Memoirs of a Traitor by Lee Levin
I read it as an: ARC
Length: 384 pp
Publisher: Royal Heritage Press
Presented as a found document, Memoirs of a Traitor is the story of William Stanley, knight banneret, and brother of Lord Thomas Stanley. These brothers played an interesting role during the Wars of the Roses, fighting for the Yorkists at the Battles of Blore Heath and Tewkesbury, but later fighting for the Lancasters at the Battle of Bosworth. Sometimes you just can’t fucking decide who to fight for, you know? Like most others of their peers, they were primarily concerned with keeping their heads securely attached to their shoulders. One managed to do so, the other, not so much. Just the way the cookie crumbles, I reckon. This book tells the tale of William, the younger Stanley brother, supposedly written from the Tower the night before his execution for treason for his role in supporting Perkin Warbeck’s claim to the throne.
This was a very readable book. The style was conversational, engaging, and yet still informative, if somewhat too informal for my usual taste. First-person narratives are kind of hit or miss for me, but since this was supposed to be Stanley’s own written account, there was no other way it could have been written. Sometimes it worked fine and helped draw me into the story more fully; other times it brought me out of the story because I thought it was cheesy or distracting. I do think it really limited the extent to which the other characters were fleshed out. Only a handful of secondary characters were really given very much attention or life. Most were pretty flat, with a couple notable exceptions such as Baron Simon de Rochford and Owen the squire. It would have been nice to get to know them better. I didn’t think the rest had well developed voices and it was difficult to differentiate them on the page.

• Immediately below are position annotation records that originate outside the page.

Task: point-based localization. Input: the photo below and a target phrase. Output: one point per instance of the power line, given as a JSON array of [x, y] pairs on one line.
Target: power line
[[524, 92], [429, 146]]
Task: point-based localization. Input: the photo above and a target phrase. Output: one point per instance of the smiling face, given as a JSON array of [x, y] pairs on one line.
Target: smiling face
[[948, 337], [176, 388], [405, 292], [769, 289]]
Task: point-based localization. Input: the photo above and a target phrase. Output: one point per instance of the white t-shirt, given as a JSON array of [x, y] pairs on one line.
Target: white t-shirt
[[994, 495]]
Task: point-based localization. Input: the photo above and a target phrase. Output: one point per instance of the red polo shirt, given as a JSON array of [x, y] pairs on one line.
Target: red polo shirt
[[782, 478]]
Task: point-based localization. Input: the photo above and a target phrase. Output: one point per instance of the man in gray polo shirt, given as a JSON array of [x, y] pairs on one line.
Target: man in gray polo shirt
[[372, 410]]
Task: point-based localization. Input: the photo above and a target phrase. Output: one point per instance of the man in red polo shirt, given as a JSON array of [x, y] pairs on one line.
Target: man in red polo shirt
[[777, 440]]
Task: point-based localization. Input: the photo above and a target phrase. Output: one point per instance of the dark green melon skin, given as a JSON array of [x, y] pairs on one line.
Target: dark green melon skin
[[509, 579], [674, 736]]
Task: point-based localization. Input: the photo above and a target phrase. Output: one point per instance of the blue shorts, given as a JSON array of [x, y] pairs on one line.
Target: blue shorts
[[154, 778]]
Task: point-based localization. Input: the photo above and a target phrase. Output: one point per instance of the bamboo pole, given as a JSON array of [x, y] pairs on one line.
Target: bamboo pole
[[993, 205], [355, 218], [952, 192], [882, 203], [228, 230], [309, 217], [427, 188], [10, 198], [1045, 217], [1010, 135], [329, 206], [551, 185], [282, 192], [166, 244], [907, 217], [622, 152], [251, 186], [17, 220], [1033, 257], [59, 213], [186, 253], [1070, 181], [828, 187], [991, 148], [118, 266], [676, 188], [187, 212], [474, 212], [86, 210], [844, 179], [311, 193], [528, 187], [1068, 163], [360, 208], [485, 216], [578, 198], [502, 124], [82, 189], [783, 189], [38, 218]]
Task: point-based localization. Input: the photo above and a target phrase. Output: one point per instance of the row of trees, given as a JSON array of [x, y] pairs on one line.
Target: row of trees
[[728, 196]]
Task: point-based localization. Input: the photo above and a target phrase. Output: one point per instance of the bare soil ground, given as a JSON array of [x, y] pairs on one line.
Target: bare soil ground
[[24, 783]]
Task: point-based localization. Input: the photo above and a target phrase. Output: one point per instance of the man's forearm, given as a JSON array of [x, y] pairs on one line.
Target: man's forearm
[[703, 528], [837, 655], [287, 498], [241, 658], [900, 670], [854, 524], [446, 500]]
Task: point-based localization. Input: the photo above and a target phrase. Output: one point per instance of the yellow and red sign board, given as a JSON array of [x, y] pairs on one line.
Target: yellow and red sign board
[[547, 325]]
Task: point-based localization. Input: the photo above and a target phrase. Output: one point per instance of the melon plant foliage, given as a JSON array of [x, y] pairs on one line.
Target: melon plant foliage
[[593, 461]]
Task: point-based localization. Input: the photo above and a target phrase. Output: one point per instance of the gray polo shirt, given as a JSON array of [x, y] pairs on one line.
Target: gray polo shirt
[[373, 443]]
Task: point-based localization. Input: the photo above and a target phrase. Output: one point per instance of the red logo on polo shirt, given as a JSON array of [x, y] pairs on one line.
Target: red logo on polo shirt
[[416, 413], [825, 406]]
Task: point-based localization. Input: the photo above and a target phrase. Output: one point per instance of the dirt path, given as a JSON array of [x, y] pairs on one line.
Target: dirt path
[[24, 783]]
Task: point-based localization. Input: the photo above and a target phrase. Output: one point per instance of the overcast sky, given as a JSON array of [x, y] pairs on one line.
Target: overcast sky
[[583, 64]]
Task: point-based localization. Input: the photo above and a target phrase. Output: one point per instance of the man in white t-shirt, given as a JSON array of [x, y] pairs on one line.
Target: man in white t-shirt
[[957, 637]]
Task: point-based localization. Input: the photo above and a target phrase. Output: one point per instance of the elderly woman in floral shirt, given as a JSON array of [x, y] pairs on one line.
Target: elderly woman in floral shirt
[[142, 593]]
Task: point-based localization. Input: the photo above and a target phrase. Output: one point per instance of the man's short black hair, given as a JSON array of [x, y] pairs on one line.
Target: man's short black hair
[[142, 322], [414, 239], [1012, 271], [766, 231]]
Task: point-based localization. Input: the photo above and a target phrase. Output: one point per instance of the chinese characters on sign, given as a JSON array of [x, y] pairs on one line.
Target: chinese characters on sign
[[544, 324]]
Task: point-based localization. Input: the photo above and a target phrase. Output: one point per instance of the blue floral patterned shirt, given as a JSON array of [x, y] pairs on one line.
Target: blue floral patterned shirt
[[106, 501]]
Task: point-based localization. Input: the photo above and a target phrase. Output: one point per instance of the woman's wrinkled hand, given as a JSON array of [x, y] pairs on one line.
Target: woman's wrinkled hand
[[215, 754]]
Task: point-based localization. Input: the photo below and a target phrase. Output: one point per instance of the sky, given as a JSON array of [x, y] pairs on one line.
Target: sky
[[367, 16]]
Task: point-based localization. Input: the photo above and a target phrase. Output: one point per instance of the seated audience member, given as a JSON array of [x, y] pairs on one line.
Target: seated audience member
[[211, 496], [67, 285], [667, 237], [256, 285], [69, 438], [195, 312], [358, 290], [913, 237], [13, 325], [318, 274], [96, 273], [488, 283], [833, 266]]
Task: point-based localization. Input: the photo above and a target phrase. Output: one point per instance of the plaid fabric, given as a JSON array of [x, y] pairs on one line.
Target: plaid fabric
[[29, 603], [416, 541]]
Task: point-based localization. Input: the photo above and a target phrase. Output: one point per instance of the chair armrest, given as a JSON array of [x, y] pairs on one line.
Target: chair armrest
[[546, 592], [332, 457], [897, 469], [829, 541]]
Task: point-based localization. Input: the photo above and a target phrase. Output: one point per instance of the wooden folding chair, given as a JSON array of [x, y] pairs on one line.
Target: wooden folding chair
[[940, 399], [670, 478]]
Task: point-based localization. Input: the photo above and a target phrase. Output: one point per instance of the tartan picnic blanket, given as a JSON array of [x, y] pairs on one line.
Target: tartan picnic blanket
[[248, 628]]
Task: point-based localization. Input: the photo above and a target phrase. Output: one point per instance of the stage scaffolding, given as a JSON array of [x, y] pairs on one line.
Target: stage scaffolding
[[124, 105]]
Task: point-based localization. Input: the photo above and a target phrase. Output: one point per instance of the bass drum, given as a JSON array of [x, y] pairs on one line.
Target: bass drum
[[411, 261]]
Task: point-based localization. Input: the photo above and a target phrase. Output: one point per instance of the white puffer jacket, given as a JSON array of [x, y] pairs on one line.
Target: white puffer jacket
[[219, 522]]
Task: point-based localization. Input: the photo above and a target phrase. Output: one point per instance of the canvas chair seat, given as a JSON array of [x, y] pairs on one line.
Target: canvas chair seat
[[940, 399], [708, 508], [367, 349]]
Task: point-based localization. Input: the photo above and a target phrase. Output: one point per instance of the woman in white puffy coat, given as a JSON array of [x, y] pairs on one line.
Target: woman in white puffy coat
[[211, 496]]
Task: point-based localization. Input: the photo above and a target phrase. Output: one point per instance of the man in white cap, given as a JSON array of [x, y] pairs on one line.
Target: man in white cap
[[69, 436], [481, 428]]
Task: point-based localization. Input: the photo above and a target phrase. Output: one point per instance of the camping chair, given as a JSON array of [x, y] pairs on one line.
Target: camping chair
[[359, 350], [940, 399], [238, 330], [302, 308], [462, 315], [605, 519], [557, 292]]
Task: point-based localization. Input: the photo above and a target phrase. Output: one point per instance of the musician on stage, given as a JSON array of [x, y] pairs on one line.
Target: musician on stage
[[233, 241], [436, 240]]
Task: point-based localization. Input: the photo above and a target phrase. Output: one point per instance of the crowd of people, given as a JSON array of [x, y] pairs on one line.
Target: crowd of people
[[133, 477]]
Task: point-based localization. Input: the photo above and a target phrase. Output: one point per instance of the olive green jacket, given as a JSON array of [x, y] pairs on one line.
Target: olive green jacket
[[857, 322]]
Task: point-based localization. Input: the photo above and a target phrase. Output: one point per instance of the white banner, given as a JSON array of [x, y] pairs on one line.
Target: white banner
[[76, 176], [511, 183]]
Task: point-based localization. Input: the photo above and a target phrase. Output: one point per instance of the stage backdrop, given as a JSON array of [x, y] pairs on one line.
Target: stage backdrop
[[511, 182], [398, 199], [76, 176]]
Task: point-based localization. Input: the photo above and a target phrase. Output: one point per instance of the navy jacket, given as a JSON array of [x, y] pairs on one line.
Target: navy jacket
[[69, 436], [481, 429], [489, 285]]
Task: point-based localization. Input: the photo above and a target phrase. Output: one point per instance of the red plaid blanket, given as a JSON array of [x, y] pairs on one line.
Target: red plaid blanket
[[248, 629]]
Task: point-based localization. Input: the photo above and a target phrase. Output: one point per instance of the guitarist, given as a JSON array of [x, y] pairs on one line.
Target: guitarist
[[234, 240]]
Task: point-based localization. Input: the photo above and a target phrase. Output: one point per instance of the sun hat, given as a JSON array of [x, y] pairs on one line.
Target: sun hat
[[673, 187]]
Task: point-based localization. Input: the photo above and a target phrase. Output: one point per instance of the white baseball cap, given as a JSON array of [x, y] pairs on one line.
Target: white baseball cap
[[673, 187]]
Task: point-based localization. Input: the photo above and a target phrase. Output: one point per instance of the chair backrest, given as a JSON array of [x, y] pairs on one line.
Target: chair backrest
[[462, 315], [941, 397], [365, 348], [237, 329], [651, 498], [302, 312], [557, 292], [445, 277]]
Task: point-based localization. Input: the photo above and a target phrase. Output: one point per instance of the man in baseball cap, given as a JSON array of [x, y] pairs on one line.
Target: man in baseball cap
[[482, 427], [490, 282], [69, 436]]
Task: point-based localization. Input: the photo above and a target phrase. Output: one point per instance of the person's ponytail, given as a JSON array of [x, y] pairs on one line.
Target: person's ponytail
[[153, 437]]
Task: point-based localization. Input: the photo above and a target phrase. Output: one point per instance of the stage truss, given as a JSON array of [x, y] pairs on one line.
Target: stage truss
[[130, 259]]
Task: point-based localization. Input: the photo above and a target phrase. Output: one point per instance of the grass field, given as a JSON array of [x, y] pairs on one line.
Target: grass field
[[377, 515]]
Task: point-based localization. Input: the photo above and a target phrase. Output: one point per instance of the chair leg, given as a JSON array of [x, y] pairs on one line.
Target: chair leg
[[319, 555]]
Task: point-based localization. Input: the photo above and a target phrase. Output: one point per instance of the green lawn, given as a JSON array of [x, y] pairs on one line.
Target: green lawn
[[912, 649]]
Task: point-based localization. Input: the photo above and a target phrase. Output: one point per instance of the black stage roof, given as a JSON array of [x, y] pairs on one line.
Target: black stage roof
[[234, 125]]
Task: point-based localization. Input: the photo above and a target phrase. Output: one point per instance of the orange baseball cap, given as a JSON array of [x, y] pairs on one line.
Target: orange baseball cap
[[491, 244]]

I think, too, that the pace might have been a little too fast in that some major events or battles happened too quickly with not enough detail given. I get that the premise of the book was that William was hunched over a parchment, scribbling his thoughts in a hurry in one night before going to the block, but it felt like there was too much lost that would have been good to add depth and flavor to the tale had it included more detail. However, all the main points are touched upon and this really would be a great book to use to introduce someone to the Wars of the Roses who isn’t as familiar with it. The overall historical accuracy and engaging writing style make it easy enough to forgive some glossing over of the finer details, especially given the first-person narration.
All in all, I found this to be an enjoyable read and would recommend it, though with some caveats.
^This is a longer, more detailed version of a review my published via the Historical Novel Society.